Придвинув кресло, он сел напротив, поставив мои ноги себе меж колен и, наклонясь, спросил: «Что скажешь хорошего?» – «В жизни хорошего мало», – сказала я. Он засмеялся, и я увидала его белые хлебные зубы, крепкие, точно звериные. «Это ты-то говоришь! – и, погладив меня по лицу, он прибавил: Слышь, што я тебе скажу? знашь стих церковный: от юности моея мнози борют мя страсти, но сам мя заступи и спаси, Спасе мой, знашь?» Говоря «знашь?», он быстро щурил глаза и бегло взглядывал острым хищным взглядом, мгновенно гаснувшим. «Знаю», – ответила я, недоумевая и не понимая, к чему он это сказал. «Ты постой, постой, – торопливо остановил он меня. – Я тебе все как есть докажу. Понимашь? До тридцати годов грешить можно, а там надо к Богу оборотиться, а как научишься мысли к Богу отдавать, опять можно им грешить (он сделал непристойный жест), только грех-то тогда будет особый – но сам мя заступи и спаси, Спасе мой, понимашь? Все можно, ты не верь попам, они глупы, всей тайны не знают, я тебе всю правду докажу. Грех на то и дан, штоб раскаяться, а покаяние – душе радость, телу сила, понимашь? Знашь што, поговей на первой неделе, што придет?» – «Зачем?» – спросила я. Он всполошился и близко наклонился ко мне. «Тута спрашивать неча, – забормотал он, – хошь верь тому, што я говорю, тогда слушать должна, а я тебе все скажу, всю правду докажу, ходи только ко мне почаще. Ах ты моя дусенька, пчелка ты медова. Полюби меня. Перво дело в жизни любовь, понимашь? От свово, да любимого, все примешь, всяко слово стерпишь, а коли чужой – то стану я тебе што хошь говорить, в одно ухо впустишь, а друго выпустишь. Посиди маненько, а я письмо напишу, пратецю просят».

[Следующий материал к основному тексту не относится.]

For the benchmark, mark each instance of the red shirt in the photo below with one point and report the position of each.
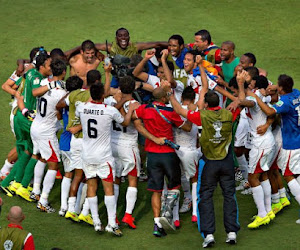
(194, 116)
(28, 243)
(157, 126)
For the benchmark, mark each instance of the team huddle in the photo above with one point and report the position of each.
(201, 114)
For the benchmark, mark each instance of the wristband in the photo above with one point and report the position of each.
(24, 110)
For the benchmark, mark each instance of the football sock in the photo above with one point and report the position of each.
(194, 195)
(186, 188)
(131, 197)
(86, 207)
(110, 203)
(156, 221)
(29, 170)
(21, 163)
(6, 167)
(243, 165)
(93, 203)
(267, 194)
(176, 211)
(71, 204)
(258, 196)
(47, 186)
(295, 189)
(38, 177)
(275, 198)
(65, 189)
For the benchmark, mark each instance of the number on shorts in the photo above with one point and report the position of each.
(118, 128)
(92, 132)
(298, 110)
(42, 106)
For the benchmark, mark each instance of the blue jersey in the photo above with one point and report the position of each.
(65, 137)
(289, 108)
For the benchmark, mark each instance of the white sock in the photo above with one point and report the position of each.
(38, 176)
(194, 196)
(71, 204)
(65, 189)
(275, 198)
(282, 192)
(298, 179)
(78, 198)
(186, 187)
(131, 197)
(116, 192)
(47, 186)
(110, 203)
(156, 221)
(267, 194)
(6, 168)
(86, 207)
(258, 196)
(93, 202)
(243, 165)
(295, 189)
(176, 211)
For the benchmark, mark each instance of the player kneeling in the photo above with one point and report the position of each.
(96, 120)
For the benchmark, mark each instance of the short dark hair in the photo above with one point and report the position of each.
(205, 35)
(73, 83)
(121, 29)
(261, 82)
(188, 94)
(253, 72)
(92, 76)
(58, 67)
(33, 53)
(57, 53)
(88, 45)
(41, 59)
(127, 84)
(251, 57)
(286, 82)
(179, 38)
(97, 90)
(212, 99)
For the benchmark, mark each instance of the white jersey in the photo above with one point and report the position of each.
(124, 135)
(257, 117)
(154, 81)
(44, 126)
(186, 139)
(96, 120)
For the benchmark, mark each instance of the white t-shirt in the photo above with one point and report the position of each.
(96, 120)
(44, 126)
(257, 117)
(154, 81)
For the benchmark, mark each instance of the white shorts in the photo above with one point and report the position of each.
(127, 160)
(241, 133)
(104, 171)
(289, 161)
(66, 160)
(260, 159)
(49, 149)
(189, 160)
(75, 150)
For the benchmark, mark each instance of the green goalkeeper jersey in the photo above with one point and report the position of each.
(32, 81)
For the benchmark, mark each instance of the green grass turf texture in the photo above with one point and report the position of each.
(269, 29)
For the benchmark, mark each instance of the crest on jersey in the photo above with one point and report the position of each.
(36, 81)
(217, 126)
(8, 245)
(279, 103)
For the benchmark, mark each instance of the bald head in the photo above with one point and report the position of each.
(159, 93)
(15, 214)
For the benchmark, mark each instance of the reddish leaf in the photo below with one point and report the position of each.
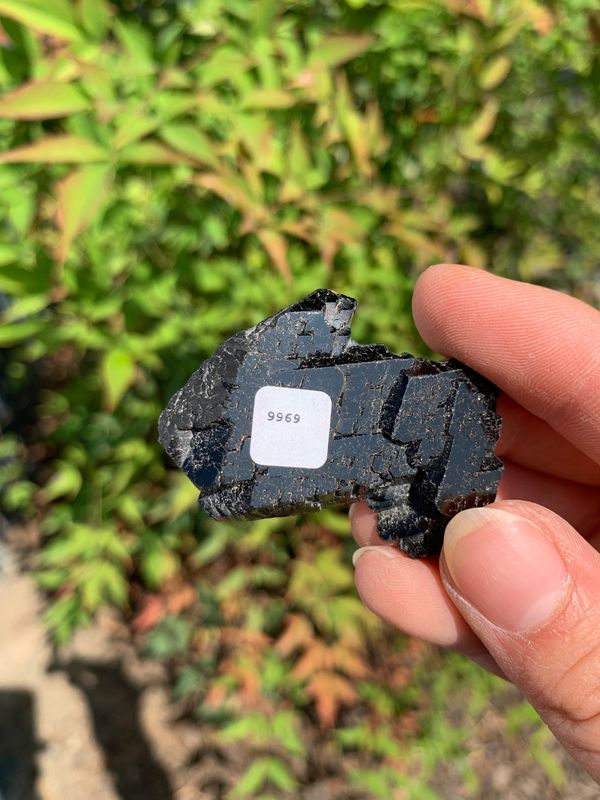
(330, 691)
(80, 197)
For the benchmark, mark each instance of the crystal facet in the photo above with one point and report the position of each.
(292, 415)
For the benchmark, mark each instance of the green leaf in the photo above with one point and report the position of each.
(268, 98)
(151, 152)
(66, 481)
(80, 197)
(95, 17)
(42, 20)
(118, 373)
(495, 72)
(332, 51)
(43, 100)
(62, 149)
(187, 139)
(138, 47)
(19, 331)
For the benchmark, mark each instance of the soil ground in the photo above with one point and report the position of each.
(96, 724)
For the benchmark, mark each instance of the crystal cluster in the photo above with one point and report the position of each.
(292, 415)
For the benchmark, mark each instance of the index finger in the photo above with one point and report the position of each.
(539, 346)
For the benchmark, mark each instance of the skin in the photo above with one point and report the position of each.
(517, 586)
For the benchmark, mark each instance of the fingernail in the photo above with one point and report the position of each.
(388, 552)
(505, 567)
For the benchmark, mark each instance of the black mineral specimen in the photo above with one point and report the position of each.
(292, 415)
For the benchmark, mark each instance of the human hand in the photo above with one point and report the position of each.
(517, 587)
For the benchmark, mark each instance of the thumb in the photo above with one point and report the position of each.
(529, 586)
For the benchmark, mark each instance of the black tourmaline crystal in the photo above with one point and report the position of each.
(292, 415)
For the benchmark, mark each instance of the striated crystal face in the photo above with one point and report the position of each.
(292, 415)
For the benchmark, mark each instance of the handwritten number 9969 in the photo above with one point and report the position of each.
(281, 417)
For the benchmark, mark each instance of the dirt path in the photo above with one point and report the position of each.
(97, 725)
(83, 729)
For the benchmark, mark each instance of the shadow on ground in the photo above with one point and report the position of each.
(114, 704)
(18, 745)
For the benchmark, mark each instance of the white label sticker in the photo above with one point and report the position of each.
(290, 427)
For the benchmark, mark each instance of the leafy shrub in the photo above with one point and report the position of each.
(172, 172)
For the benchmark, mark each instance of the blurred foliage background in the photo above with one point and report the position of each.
(174, 170)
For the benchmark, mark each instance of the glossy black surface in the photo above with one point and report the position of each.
(413, 438)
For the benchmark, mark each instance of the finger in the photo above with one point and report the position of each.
(528, 585)
(408, 594)
(577, 503)
(527, 440)
(534, 343)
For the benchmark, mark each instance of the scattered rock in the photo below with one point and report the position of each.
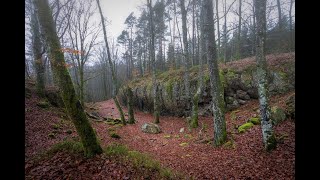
(43, 104)
(290, 110)
(53, 96)
(93, 115)
(114, 135)
(150, 128)
(242, 95)
(244, 127)
(242, 102)
(254, 120)
(253, 93)
(112, 121)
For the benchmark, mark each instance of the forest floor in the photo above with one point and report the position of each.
(242, 158)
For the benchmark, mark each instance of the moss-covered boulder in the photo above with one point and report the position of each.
(244, 127)
(238, 79)
(43, 104)
(54, 97)
(277, 115)
(254, 120)
(150, 128)
(290, 110)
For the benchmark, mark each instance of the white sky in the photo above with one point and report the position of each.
(116, 12)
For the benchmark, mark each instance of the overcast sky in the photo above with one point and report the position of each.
(117, 11)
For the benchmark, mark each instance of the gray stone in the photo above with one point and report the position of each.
(277, 115)
(150, 128)
(253, 93)
(242, 102)
(290, 110)
(242, 95)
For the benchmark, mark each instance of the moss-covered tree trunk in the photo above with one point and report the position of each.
(114, 77)
(37, 55)
(238, 50)
(73, 106)
(131, 119)
(81, 88)
(156, 113)
(262, 72)
(185, 52)
(220, 134)
(202, 59)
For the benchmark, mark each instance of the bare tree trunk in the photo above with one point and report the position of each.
(154, 80)
(290, 25)
(131, 56)
(254, 31)
(193, 32)
(37, 55)
(238, 53)
(73, 106)
(26, 68)
(202, 59)
(114, 77)
(279, 16)
(225, 32)
(218, 28)
(220, 133)
(262, 72)
(140, 59)
(131, 119)
(81, 88)
(186, 54)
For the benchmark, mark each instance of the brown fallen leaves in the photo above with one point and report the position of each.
(246, 160)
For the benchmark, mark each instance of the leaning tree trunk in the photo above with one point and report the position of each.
(114, 78)
(73, 106)
(131, 119)
(185, 50)
(262, 72)
(279, 16)
(220, 134)
(202, 59)
(238, 52)
(37, 55)
(290, 25)
(218, 28)
(154, 81)
(225, 33)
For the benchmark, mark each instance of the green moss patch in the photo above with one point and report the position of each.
(255, 121)
(43, 104)
(244, 127)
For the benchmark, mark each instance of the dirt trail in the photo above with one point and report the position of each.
(203, 161)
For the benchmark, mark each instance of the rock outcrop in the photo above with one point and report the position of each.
(238, 79)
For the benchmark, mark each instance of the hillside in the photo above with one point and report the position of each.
(238, 79)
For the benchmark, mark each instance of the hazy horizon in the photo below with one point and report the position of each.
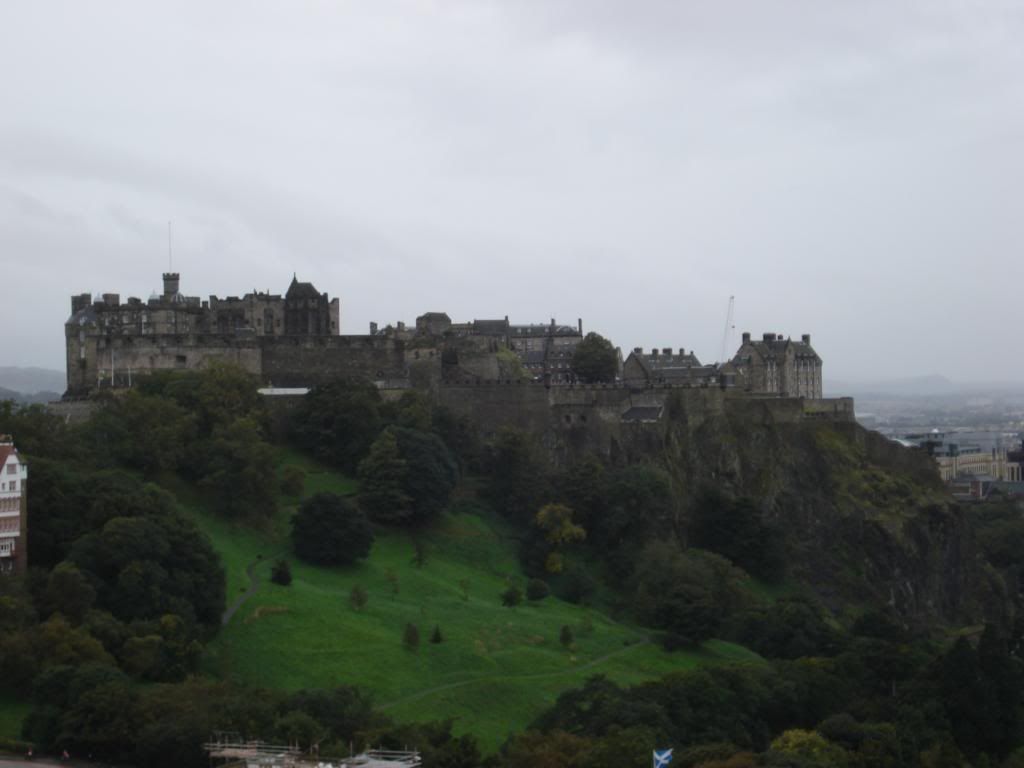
(850, 171)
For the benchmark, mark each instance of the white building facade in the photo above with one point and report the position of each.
(13, 509)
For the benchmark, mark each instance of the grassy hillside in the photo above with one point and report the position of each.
(497, 667)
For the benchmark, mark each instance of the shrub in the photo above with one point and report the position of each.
(358, 597)
(411, 636)
(293, 481)
(537, 589)
(281, 572)
(329, 529)
(565, 636)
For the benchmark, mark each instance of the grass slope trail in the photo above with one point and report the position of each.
(495, 670)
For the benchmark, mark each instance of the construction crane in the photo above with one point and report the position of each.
(729, 328)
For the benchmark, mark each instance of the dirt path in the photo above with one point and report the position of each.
(251, 590)
(495, 678)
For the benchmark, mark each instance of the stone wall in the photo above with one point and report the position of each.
(308, 360)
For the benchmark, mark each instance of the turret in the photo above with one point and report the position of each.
(171, 281)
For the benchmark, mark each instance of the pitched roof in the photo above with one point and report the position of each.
(5, 453)
(301, 290)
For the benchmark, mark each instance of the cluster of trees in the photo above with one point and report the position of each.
(880, 701)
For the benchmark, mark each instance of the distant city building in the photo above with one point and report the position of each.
(966, 462)
(13, 509)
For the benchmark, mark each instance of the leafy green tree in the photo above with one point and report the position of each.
(148, 433)
(537, 589)
(512, 596)
(146, 566)
(565, 636)
(686, 593)
(239, 471)
(299, 728)
(69, 592)
(735, 529)
(431, 475)
(281, 572)
(293, 480)
(330, 529)
(411, 636)
(382, 481)
(595, 359)
(338, 422)
(640, 508)
(517, 476)
(357, 597)
(555, 520)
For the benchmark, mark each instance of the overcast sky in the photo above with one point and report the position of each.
(854, 170)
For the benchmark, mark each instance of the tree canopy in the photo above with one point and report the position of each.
(330, 529)
(595, 359)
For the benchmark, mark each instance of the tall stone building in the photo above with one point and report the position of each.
(109, 342)
(13, 509)
(779, 366)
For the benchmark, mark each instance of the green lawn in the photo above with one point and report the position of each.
(12, 712)
(497, 668)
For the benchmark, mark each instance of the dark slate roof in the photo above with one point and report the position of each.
(301, 290)
(778, 346)
(643, 413)
(84, 316)
(491, 328)
(657, 361)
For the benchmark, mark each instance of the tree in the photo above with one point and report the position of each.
(238, 470)
(411, 636)
(565, 636)
(281, 572)
(69, 592)
(329, 529)
(432, 473)
(511, 596)
(595, 359)
(735, 528)
(382, 479)
(338, 422)
(358, 597)
(537, 589)
(408, 476)
(685, 593)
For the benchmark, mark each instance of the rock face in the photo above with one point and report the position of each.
(867, 522)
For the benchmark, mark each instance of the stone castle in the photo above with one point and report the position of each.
(295, 341)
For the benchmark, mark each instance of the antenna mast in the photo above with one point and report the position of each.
(729, 328)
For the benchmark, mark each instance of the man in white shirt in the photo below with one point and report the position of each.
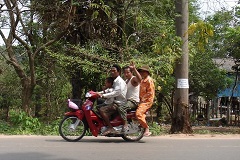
(119, 94)
(133, 88)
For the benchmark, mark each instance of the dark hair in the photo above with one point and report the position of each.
(117, 67)
(127, 67)
(110, 80)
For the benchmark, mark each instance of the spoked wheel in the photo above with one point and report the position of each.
(72, 129)
(136, 136)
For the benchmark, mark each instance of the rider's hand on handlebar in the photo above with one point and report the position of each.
(100, 94)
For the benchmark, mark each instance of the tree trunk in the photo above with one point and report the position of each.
(180, 121)
(27, 94)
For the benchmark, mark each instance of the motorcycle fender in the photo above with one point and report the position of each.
(78, 113)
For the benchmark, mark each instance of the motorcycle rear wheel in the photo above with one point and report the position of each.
(72, 129)
(135, 136)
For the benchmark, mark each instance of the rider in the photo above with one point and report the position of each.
(132, 96)
(119, 95)
(147, 93)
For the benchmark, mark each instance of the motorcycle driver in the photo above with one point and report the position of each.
(119, 95)
(133, 88)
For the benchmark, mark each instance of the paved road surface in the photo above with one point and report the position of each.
(101, 148)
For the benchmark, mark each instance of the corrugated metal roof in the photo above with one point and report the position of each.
(228, 92)
(224, 63)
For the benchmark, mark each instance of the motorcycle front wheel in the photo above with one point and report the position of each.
(134, 136)
(72, 129)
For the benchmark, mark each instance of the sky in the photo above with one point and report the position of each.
(208, 7)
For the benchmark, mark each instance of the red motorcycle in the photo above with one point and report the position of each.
(83, 117)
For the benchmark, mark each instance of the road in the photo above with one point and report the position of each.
(102, 148)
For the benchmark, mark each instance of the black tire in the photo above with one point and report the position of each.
(70, 131)
(134, 137)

Подойдя к столу, он взял перо и стал писать, скрипя и громко шепча каждое слово, перо вихлялось в его руке как привязанное. Буквы, крупные, кривые, он точно нарочно прилеплял к бумаге. Отрываясь от писания, подбегал и целовал меня. Я сказала наконец: «Ну долго же им придется ждать вашего письма». Р. махнул досадливо рукой: «Ох, дусенька, больно уж не люблю писаний этих, то ли дело слово живо, а то гляди, што – чиста сажа, вот только и написал», – он протянул мне записку. Там стояло нелепыми каракулями выведенное: «Милой дорогой ни аткажиистелаи празьбу можише иму дать да Григорий». – «А что же вы не пишете кому?» – спросила я. Р. как-то растерянно улыбнулся: «А нешто я всех упомню, чай сами знают, какому министру несть, а для меня все одно: милай, дорогой, – я всем так пишу. Сиди тута, сичас отдам», – и он убежал.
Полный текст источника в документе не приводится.